Basitlik, insanın, Kuran'da tarif edilen gerçek Müslüman karakterini yaşamamasından,imanını derinleştirmemesinden kaynaklanan ve tüm yaşamına hakim olan yüzeysel bir bakış açısıdır. Böyle bir kişi, yaşadığı ruh halinin gereği olarak, dar bir ufka sahiptir. Dünya üzerinde meydana gelen olaylardaki hikmetleri gereği gibi kavrayamaz ve doğru değerlendiremez. Oysaki kalbi sürekli Allah ile beraber olan ve ahiretteki sonsuz cennet hayatını kazanma şevki içinde yaşayan bir mümin, Allah'ın bir nimeti olarak güçlü bir ruh derinliğine sahiptir ve olayları yorumlama şekli de buna bağlı olarak en makul ve mantıklı şekildedir.

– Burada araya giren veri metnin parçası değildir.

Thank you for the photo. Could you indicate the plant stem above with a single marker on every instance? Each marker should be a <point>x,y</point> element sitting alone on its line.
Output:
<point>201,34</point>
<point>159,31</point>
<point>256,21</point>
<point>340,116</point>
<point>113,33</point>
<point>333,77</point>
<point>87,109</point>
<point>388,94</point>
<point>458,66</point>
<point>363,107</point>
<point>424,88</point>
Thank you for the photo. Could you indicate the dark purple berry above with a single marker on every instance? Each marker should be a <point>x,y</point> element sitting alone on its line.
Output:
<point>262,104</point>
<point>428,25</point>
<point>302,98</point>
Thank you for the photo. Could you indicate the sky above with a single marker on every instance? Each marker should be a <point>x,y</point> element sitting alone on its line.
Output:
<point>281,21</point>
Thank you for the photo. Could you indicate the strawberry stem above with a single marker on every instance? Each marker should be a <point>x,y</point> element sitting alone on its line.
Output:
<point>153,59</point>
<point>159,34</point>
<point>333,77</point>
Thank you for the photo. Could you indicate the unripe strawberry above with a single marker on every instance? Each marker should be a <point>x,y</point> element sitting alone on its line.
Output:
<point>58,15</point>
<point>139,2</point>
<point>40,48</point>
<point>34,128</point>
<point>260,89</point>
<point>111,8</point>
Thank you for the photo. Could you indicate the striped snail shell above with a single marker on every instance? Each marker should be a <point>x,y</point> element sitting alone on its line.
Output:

Basit karakterli insanlar, kendi küçük dünyalarında yaşarlar. Çevrelerinde ve dünya üzerinde meydana gelen olayları yorumlama şekilleri son derece yüzeyseldir. Dar bir düşünce yapısına ve bakış açısına sahip bu kişiler, olayları da dar bir çerçevede değerlendirirler. Bu dar bakış açısını genel olarak şu başlıklar altında ele alabiliriz:
Olayların Hayırlı Yönlerini Görememeleri
Basit insanların en belirgin özelliklerinden biri, sürekli olarak olumsuz yorumlar yapmalarıdır. Çoğu zaman olayların hayırlı yönlerini göremediklerinden, olaylardan mağdur olacakları, üzülecekleri, sıkıntıya düşecekleri yorumlar çıkarır ve haksızlığa uğradıklarına yönelik çıkarımlar yapma eğiliminde olurlar. Bunun en önemli nedeni din ahlakının özünü kavrayamamış olmalarıdır. Çünkü Kuran ahlakına göre yaşayan bir insan, olumsuz düşüncelerin etkisi altına girmemesi ve Allah'ın rahmetinden ümit kesmemesi gerektiğini bilir. Bu, Allah'ın Kuran'da bildirdiği önemli bir konudur:
“… Allah'ın rahmetinden umut kesmeyin. Çünkü kafirler topluluğundan başkası Allah'ın rahmetinden umut kesmez.” (Yusuf Suresi, 87)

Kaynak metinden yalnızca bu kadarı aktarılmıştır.